Pero él no tenía nada que decir ni que escuchar. Volvió a colgar el teléfono, se levantó y se metió en la ducha.
Aquella llamada sonaba a confesión. Pero llegaba demasiado tarde. Su padre había tenido diez años para hacerla y, ahora que no le quedaba más remedio, pretendía descargarse de la culpa trasladándole el peso a él. ¡Qué camino más fácil! ¡Y qué cobarde! ¿Qué iba a contarle que él ya no supiera? ¿Que les habían dicho que su madre había muerto? ¿Que les perdonase? ¿Que creyeron que le estaban haciendo un favor al adoptarle porque de otra manera habría acabado en un orfanato?
Cuando volvió a la habitación, el teléfono estaba sonando de nuevo. Lo cogió y empezó a protestar sin comprobar de quién era la llamada.
—¡Odio que me despierte el teléfono en medio de una resaca! —Y mintió para tratar de terminar con todo aquello—. ¿Qué pasa con la tele? Ayer estuve de fiesta toda la noche. ¡No! ¡No la vi!
—¡Carlos, no vuelvas a colgarme! Tengo que enseñarte algo.

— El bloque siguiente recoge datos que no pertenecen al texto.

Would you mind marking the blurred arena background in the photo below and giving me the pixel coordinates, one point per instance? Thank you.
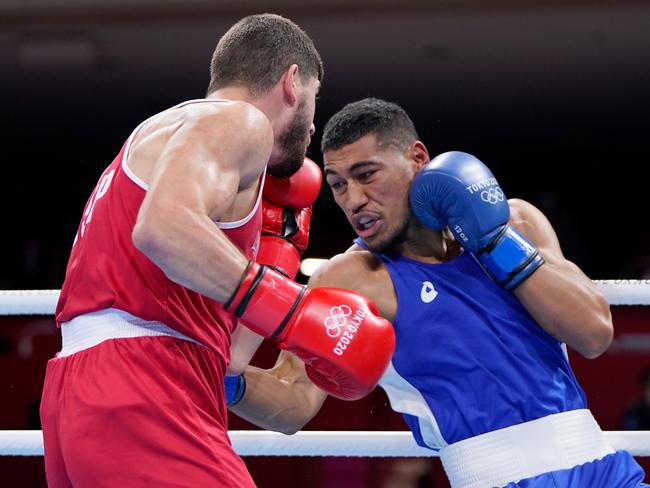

Pero el joven tampoco quería ver nada de lo que pudiera enseñarle. Probablemente la carpeta con las siglas «C.G.», en la que debía de guardar las pruebas de que a ellos también los habían engañado. Quizá la falsa partida de defunción de su madre, los documentos de adopción y los del hijo muerto al que él sustituyó. ¡No! Hacía diez años que había pasado aquella página. Seguían sin interesarle los detalles. Cada cual que aguantase su vela, como había pasado siempre.
—Voy ahora mismo para tu casa.
Y entonces atajó el problema sin darle más opciones a su padre:
—Lo siento, pero tengo muchísima prisa. Estoy a punto de coger un vuelo. Volveré dentro de dos semanas. No te preocupes, estaré de vuelta para las Navidades, si es eso lo que te preocupa. Cenaré con vosotros en Nochebuena. Hablamos a la vuelta.
Y le colgó sin esperar su respuesta.
Dos horas después se encontraba en el aeropuerto de Manises con la modelo con la que viajaría a Nueva York.